11.11.2011

Deeper and Deeper

Evening, cats.


It's Friday and I've spent the day moving heavy boxes. My back and arms ache. I've had more than my share of a bottle of red (Red Truck - not a cab or merlot or zin, just red) like an adult jukebox. I can't push myself to work on a longer, more involved piece I've been putting off, as of late. Instead, I thought I'd share with you the joy that is Adele remixed as part of a Childish Gambino track.

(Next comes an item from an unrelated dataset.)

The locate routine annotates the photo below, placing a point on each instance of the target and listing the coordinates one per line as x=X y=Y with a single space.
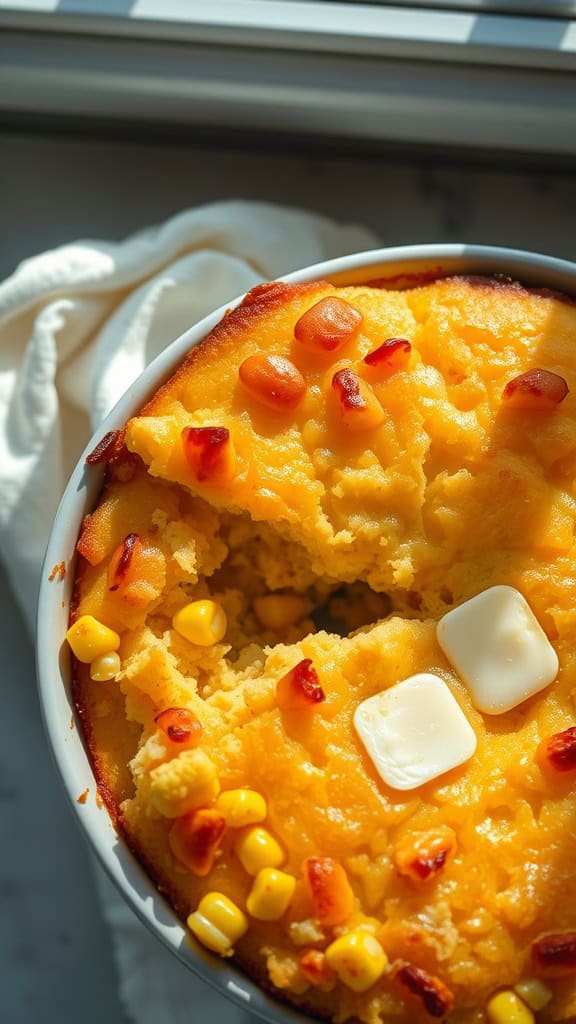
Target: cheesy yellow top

I knew of Adele prior to this, of course. 'Chasing Pavements' had been all over the scene and the soulful young lady had made a name for herself with her old-school voice and intense inflection. I'd been crazy impressed with Childish Gambino from his album Culdesac, his phenomenal mix tapes and his work in comedy. So when he took her ascendant single 'Rolling In The Deep' and cut it up, I was a little confused. I forgot about her career and focused on his...with good reason, I'd argue.
Adele is a voice whose reputation goes far and wide among the popular culture these days. She has such clout from her talent that I felt genuinely sad when I heard that she had to cancel her recent tour and undergo major surgery on her vocal cords/throat. She's the opposite of a flash-in-the-pan - she's an artist who you really get an intense interaction from. Similar reactions stem from Childish Gambino - he's a musician who can't be confined to one simple thing. He's  not just a rapper, or DJ, or singer or comedian, or actor. The guy is insanely talented at whatever he throws himself into. I'd already been blown away by his musical endeavors. So these two forces colliding made something even more amazing.
As great as Adele's version of 'Deep' is, the Childish Gambino remix is more vibrant, more vital. It's a song that brings out different feelings and emotions from it's different dynamics than the original, as if that's not as obvious enough of a statement. Instead of a churning acoustic and plodding backing band we have Gambino setting Adele's unmistakable voice against sparse yet infectious hand claps, getting your mind into the rhythm right off the bat. He wraps her voice around a series of breaks and percussive tones that evoke DIY aesthetics like banging on pipes and sampling overheard sounds. He warps he voice using pitch-shifters and snippets of samples, rearranging the song into a more distilled, aggressive version of itself. When a break appears midway through, Gambino drops in for a verse to offer a response filled with vitriol and defiance. His rapping is a genius example of breaking convention and offering a novel back-and-forth for a kiss-off pop song. It's fantastic stuff.
Don't get me wrong - Adele made an amazing song with 'Rolling In The Deep'. I just find the Childish Gambino version, which I actually heard before the original version, to be a more defining take on the tune. Hers is canon, his is gospel. Hers is the standard, his is the ripper. He tells a story and builds on the world she created. Listen to them both and let me know what you think.